Scott and Kellee Seal had just returned home when they realized a bag was missing from their car.
The couple hadn't noticed at Hoag Hospital in Newport Beach, where they'd rushed earlier that evening thinking Kellee was about to give birth to their first child, a daughter.
It was Dec. 29, after all, the due date. But whatever the mom-to-be had been feeling proved to be a false alarm. Doctors sent the Seals home.
Once home, Scott couldn't find the diaper bag they'd packed with the baby's first outfit and other essentials. The car had been broken into at the hospital.
He called Newport Beach police, and the responding officer told him someone had used a tool to punch out a car door lock.
The bag packed for the baby was missing along with three iPads, a blow dryer and a pair of earrings that Scott had planned to give his wife.

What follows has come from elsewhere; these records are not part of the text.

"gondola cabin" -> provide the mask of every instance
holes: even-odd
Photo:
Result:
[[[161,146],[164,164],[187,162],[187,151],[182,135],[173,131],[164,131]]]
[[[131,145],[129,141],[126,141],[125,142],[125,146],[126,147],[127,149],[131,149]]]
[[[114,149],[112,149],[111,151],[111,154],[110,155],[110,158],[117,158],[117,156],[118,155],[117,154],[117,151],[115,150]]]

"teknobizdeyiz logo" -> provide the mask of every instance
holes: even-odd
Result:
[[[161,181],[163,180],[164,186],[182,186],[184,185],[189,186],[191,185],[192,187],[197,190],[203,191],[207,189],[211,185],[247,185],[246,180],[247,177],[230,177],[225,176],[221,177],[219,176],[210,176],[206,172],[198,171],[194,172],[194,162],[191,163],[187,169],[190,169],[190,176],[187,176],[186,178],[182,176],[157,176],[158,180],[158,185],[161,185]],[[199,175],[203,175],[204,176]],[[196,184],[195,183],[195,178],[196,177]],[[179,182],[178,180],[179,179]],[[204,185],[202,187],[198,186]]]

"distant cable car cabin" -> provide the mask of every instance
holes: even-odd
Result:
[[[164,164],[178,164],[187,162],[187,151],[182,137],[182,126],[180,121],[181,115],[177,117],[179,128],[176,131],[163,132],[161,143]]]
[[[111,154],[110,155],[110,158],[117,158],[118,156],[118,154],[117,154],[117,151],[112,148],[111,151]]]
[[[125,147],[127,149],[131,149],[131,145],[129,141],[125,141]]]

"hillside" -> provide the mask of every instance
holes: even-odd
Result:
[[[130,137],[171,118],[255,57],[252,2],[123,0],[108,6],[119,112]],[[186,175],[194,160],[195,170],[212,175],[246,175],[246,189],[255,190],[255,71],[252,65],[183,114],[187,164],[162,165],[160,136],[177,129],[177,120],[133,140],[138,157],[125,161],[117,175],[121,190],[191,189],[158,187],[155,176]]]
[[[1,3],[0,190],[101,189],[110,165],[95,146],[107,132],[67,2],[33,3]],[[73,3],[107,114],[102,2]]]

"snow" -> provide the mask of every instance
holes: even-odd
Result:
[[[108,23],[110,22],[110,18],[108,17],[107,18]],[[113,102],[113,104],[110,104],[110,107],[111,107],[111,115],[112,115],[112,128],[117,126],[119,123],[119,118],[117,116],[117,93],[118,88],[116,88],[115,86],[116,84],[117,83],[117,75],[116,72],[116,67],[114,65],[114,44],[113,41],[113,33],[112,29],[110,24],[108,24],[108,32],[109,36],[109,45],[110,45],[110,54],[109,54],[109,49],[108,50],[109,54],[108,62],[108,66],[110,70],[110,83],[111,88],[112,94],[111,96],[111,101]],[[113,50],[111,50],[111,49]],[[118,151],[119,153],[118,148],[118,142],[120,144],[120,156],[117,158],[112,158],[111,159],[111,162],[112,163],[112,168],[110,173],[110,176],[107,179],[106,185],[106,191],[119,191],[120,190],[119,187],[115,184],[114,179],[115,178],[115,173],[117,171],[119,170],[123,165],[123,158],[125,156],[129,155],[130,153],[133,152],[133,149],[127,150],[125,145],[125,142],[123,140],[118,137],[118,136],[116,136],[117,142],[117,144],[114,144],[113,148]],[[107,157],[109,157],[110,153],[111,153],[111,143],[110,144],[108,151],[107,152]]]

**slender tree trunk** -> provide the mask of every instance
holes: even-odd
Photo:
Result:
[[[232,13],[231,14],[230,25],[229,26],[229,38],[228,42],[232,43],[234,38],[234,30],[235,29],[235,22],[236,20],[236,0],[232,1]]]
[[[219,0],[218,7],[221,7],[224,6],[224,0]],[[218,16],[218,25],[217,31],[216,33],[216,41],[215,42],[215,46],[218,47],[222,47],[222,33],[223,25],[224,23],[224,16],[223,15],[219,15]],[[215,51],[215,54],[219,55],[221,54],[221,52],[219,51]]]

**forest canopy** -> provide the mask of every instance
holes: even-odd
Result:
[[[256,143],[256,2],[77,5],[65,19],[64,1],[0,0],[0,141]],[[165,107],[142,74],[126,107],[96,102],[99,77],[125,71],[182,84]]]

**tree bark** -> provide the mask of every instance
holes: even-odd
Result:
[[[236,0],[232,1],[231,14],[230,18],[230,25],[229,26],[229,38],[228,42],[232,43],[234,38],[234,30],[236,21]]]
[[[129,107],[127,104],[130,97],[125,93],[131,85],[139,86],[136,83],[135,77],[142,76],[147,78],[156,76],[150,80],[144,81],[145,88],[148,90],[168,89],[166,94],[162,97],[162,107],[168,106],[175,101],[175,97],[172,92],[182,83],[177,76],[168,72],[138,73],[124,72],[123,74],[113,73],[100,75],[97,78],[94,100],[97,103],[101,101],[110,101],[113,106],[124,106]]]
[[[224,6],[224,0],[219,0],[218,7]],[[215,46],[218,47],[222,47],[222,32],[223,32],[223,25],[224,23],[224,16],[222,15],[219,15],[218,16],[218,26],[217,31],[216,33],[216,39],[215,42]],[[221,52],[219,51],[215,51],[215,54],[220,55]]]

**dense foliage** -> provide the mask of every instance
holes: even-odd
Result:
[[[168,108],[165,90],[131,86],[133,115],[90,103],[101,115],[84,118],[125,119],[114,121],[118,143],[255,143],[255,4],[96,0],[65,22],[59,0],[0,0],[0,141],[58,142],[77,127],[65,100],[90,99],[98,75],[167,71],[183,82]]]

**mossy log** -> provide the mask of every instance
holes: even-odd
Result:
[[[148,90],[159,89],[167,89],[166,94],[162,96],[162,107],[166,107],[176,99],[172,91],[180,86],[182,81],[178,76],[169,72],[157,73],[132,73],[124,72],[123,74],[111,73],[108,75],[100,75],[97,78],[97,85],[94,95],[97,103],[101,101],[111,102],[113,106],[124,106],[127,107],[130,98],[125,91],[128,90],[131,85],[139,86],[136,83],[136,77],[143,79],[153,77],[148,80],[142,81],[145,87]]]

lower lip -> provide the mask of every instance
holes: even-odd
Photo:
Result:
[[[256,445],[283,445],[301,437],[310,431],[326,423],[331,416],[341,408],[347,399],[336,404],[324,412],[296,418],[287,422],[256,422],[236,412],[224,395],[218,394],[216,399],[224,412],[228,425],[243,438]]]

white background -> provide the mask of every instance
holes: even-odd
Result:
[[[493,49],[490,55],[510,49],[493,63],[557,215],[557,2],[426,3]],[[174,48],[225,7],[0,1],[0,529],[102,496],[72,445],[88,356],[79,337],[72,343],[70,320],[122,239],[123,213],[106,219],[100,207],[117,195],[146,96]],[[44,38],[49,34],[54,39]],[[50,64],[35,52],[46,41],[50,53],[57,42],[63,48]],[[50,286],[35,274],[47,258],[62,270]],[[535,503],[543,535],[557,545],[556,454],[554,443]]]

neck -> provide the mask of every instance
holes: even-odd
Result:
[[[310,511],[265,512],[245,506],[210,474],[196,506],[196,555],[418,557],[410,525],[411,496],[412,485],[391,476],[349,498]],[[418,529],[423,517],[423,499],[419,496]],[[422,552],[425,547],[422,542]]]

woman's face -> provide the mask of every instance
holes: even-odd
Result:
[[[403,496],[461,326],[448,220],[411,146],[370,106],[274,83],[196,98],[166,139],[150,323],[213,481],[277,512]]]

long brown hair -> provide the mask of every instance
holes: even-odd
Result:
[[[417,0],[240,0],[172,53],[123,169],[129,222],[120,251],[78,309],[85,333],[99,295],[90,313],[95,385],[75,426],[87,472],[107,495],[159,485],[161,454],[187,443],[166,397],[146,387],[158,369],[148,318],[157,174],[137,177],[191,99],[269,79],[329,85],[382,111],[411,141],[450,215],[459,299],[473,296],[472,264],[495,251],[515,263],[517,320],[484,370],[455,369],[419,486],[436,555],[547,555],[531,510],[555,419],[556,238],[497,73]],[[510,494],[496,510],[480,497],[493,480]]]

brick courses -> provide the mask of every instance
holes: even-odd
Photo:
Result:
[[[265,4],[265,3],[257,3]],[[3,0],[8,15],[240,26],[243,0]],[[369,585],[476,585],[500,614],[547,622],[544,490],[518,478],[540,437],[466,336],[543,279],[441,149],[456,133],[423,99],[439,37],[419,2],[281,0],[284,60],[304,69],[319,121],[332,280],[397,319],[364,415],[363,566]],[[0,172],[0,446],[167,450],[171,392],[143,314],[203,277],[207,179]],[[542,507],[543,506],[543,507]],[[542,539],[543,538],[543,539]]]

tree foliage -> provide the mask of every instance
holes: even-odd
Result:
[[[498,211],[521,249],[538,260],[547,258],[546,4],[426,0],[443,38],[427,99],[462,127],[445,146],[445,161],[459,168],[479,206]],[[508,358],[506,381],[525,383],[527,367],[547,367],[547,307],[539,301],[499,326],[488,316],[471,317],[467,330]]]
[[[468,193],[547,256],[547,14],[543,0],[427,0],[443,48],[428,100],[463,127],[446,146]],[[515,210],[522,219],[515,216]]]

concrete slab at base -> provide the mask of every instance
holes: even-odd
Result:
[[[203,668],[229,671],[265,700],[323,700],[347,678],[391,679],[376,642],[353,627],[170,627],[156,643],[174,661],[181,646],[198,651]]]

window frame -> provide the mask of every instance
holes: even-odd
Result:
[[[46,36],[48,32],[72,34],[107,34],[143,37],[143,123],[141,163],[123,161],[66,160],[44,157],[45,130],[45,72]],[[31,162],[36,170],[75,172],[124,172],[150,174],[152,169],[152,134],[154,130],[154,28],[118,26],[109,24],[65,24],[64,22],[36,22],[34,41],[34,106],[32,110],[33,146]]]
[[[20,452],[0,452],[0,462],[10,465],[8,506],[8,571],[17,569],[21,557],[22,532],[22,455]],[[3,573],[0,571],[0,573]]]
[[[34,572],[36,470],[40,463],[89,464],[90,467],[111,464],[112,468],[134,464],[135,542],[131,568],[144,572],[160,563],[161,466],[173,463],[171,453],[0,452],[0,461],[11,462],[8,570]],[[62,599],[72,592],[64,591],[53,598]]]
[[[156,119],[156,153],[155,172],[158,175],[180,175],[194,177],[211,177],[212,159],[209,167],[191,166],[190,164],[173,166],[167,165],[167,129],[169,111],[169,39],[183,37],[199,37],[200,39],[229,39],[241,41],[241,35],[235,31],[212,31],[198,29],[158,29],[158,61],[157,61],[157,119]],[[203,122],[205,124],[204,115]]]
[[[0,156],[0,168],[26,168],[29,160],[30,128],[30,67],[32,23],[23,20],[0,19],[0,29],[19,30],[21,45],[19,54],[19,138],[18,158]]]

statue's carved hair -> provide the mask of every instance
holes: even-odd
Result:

The burglars had taken everything down to the baby clothes Kellee had shopped for and a gift for the new baby — a small, stuffed lamb.
"All of it gone. We just couldn't believe it," Scott said. "It couldn't have come at a worse time, or in a worse environment. At a hospital delivering your first baby? That's the lowest of lows, especially around the holidays."
In their report to police, the couple detailed about 30 missing items worth about $9,000.
Around 10:30 that night, Scott called police again.
As an officer had suggested, Scott had activated "Find My iPad," a mobile app from Apple that lets owners track their devices using GPS.
He saw one of the missing iPads ping briefly from an address in Alhambra.
A clue points north
Two days later, on the morning of New Year's Eve, Newport police Det. Tracy McKenzie called Scott to tell him police were about the check out his tip.
It was the first chance McKenzie and his partner, Det. Brandon Rodriguez, had to drive up to the Alhambra duplex where the digital map had pinpointed the iPad.
"We got the tip, and we just ran with it," McKenzie said. "It was a hot case, and we knew, 'OK, the iPads are pinging there now.'"
But he made sure to temper the Seals' expectations. There was a good chance the police wouldn't find anything. With just a ping, the detectives couldn't justify a search.
McKenzie wasn't even expecting to locate the thief. He had hoped at least to find someone who bought the stolen property off Craigslist.
About 7:30 a.m., the two detectives knocked on the Alhambra home's door.